マンションの販売会社からマンション投資を勧められる際の宣伝文句に、マンション投資は節税の効果があり納めていた所得税が還付されるというものがあります。
確定申告における所得の計算の過程における損益通算という制度がマンション投資の節税ポイントとなります。
損益通算とは何か
マンション投資による所得は不動産所得となりますが、不動産所得は家賃収入からマンション経営に必要な経費を控除して算定します。
サラリーマンの方であれば年末調整によって、生命保険料の控除や扶養控除などを行いますが、不動産所得がある場合には確定申告を行う必要があります。

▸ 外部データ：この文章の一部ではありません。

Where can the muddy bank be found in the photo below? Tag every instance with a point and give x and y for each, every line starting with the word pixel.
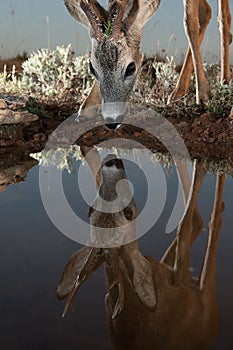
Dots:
pixel 206 136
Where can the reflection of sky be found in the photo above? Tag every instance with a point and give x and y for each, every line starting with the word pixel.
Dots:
pixel 23 26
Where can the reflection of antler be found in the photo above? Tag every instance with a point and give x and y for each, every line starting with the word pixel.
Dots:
pixel 151 304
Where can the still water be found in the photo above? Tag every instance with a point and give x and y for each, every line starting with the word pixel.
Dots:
pixel 34 253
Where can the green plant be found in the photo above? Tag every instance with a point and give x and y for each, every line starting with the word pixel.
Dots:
pixel 107 28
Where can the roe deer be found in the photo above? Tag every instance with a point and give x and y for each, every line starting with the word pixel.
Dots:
pixel 115 54
pixel 152 304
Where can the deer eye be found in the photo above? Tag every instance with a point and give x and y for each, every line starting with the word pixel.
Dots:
pixel 92 70
pixel 128 213
pixel 130 70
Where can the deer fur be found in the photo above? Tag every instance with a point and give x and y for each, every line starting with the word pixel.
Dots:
pixel 116 57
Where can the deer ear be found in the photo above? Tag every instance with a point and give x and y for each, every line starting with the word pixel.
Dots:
pixel 146 9
pixel 73 6
pixel 71 271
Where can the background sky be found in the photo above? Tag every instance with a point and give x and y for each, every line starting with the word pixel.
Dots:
pixel 24 27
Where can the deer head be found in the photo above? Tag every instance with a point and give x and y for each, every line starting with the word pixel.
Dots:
pixel 115 54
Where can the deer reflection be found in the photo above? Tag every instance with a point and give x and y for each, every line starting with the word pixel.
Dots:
pixel 153 304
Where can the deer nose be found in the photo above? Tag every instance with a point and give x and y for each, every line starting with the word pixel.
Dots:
pixel 113 123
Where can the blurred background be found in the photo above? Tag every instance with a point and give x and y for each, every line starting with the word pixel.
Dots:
pixel 27 25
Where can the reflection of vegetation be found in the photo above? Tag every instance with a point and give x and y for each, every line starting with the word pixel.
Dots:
pixel 67 78
pixel 61 158
pixel 65 158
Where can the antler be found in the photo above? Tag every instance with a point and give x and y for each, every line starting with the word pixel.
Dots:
pixel 116 14
pixel 96 16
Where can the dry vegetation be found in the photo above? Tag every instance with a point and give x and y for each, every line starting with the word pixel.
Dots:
pixel 66 78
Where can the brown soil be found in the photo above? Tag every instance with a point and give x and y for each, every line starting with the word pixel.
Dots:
pixel 206 137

確定申告とは1月から12月までの所得額を計算し、所得に課税される税金を納めるための手続きです。
もし、不動産所得が獲得した家賃収入よりも経費のほうが多ければ赤字となりますが、当該赤字額を一定のルールに沿って黒字の所得と相殺することが出来ます。
この相殺を損益通算といいます。
損益通算による節税の仕組み
損益通算が認められる所得は限定されていますが、マンション投資による不動産所得は損益通算が認められています。
マンション経営などによって赤字となった不動産所得は、経常所得と呼ばれる事業所得、利子所得、配当所得、給与所得、雑所得の黒字の所得から控除することが出来ます。

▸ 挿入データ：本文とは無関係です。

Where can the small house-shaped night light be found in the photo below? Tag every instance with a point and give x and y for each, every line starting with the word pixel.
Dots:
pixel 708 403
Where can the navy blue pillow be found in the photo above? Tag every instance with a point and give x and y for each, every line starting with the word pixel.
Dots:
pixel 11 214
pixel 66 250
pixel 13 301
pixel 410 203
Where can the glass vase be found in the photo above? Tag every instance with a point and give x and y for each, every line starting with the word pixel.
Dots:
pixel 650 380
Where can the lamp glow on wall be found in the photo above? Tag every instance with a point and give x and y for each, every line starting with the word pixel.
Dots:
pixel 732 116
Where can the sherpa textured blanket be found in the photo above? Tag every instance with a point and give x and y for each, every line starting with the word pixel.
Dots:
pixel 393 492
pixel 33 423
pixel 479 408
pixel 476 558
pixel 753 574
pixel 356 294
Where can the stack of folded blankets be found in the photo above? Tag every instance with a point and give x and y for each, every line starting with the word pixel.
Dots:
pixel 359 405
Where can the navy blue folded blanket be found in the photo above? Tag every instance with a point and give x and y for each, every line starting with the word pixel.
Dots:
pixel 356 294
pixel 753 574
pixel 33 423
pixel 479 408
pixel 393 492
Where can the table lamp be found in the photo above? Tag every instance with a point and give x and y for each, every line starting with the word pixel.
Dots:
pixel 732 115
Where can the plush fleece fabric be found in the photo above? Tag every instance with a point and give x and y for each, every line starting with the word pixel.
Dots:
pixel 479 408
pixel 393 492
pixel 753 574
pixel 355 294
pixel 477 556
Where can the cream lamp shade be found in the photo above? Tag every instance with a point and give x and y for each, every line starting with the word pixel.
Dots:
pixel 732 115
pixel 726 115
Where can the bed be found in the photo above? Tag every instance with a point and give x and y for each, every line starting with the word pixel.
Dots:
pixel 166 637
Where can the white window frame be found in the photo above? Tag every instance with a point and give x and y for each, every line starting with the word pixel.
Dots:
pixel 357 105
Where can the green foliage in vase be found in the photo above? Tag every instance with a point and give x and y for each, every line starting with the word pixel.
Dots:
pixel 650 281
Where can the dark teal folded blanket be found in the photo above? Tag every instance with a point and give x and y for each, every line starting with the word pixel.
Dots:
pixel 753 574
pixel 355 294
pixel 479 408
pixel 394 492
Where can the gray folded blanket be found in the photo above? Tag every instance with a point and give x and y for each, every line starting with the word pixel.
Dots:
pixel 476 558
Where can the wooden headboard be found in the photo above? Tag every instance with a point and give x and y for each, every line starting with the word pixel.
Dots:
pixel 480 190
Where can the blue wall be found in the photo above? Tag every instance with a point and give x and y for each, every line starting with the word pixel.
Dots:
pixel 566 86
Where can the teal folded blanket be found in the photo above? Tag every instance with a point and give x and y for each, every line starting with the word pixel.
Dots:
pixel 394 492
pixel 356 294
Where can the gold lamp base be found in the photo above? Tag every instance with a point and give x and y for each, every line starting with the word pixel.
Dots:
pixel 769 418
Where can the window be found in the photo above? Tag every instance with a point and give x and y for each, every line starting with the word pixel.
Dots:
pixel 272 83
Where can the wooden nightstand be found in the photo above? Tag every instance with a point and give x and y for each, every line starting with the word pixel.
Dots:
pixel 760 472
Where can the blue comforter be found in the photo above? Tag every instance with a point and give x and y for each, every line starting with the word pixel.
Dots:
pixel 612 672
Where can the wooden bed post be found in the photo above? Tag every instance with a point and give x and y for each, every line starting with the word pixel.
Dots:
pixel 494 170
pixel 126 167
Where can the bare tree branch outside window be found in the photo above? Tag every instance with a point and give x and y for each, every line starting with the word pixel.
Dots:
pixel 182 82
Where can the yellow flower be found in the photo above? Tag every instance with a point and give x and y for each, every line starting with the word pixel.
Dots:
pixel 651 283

一般的にサラリーマンの方であれば給与所得は黒字ですから、不動産所得の赤字を給与所得と相殺することが出来ます。
給与所得に課税された所得税は、既に年末調整によって確定した金額を納税していますので、確定申告で損益通算することで課税対象となっていた給与所得が減額されることになります。

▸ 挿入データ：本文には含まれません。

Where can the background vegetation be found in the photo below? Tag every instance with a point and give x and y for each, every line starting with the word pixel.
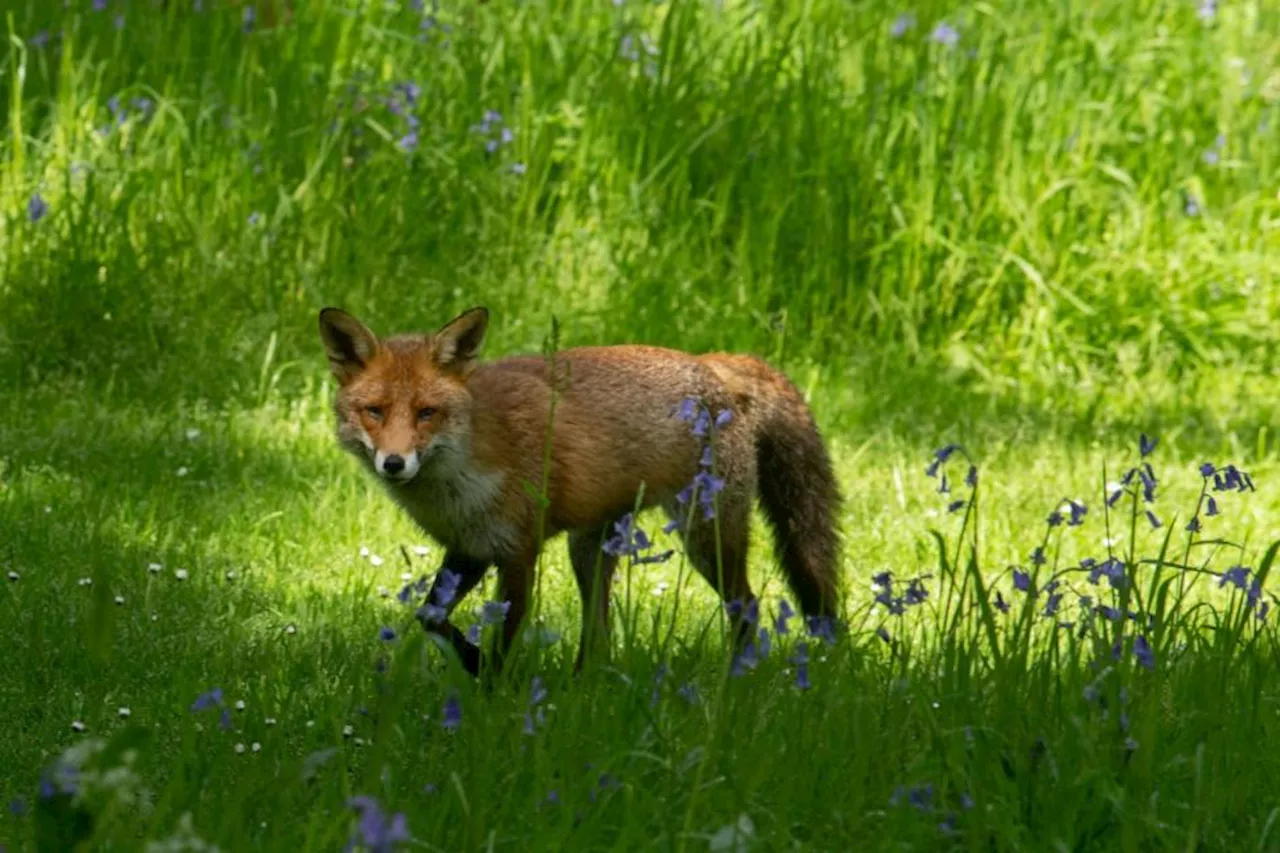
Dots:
pixel 1038 229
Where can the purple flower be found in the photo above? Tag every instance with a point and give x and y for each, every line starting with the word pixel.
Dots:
pixel 494 612
pixel 376 831
pixel 945 35
pixel 433 612
pixel 1235 575
pixel 785 612
pixel 822 626
pixel 36 208
pixel 451 714
pixel 1143 652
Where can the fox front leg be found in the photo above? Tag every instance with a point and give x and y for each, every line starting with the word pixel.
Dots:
pixel 458 575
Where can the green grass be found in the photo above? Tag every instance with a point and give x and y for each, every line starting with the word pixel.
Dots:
pixel 987 243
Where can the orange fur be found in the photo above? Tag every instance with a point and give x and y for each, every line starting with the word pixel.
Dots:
pixel 481 445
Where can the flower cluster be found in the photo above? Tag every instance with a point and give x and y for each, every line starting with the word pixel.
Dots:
pixel 937 469
pixel 705 484
pixel 630 541
pixel 913 594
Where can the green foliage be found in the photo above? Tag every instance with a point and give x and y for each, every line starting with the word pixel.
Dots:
pixel 1029 241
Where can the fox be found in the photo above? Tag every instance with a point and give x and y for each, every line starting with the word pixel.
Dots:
pixel 494 459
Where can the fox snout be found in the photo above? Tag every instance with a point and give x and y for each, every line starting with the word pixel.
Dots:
pixel 397 466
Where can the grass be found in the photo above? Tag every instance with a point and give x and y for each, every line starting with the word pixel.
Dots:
pixel 1029 242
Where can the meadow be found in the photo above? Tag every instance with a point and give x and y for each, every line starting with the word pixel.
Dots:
pixel 1041 232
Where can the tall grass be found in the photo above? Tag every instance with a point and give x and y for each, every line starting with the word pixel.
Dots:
pixel 1041 197
pixel 1013 241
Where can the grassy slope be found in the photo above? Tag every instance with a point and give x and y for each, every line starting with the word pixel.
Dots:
pixel 986 243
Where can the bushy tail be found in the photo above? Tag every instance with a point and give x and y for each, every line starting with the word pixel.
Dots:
pixel 800 500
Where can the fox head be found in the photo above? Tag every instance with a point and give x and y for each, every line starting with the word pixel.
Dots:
pixel 402 402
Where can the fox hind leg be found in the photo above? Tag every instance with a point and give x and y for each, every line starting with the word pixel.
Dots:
pixel 593 569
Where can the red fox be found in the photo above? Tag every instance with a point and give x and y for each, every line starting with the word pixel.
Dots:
pixel 461 446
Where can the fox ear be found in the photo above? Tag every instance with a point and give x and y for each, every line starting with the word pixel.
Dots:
pixel 458 342
pixel 348 342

減額となった給与所得の分に対応する所得税は納め過ぎということになるため、既に納めていた税額のうち払い過ぎていた所得税が還付されるという仕組みなのです。
もし、損益通算で上記の経常所得から不動産所得の赤字を控除しきれない場合には総合課税の譲渡所得、一時所得、山林所得、退職所得の順で控除していくことが出来ます。
赤字と節税
給与所得があるサラリーマンであれば、不動産所得が赤字となると損益通算によって税金が還付されますが不動産所得の赤字額以上に税金が還付されることはありませんので注意が必要です。
減価償却費は現実の支出を伴わない経費であるため、マンション投資では減価償却費の計上による赤字額となったとき節税の効果が高くなります。
マンション投資が節税となる仕組みの源である損益通算についてしっかりと理解した上で投資を始めることが大切です。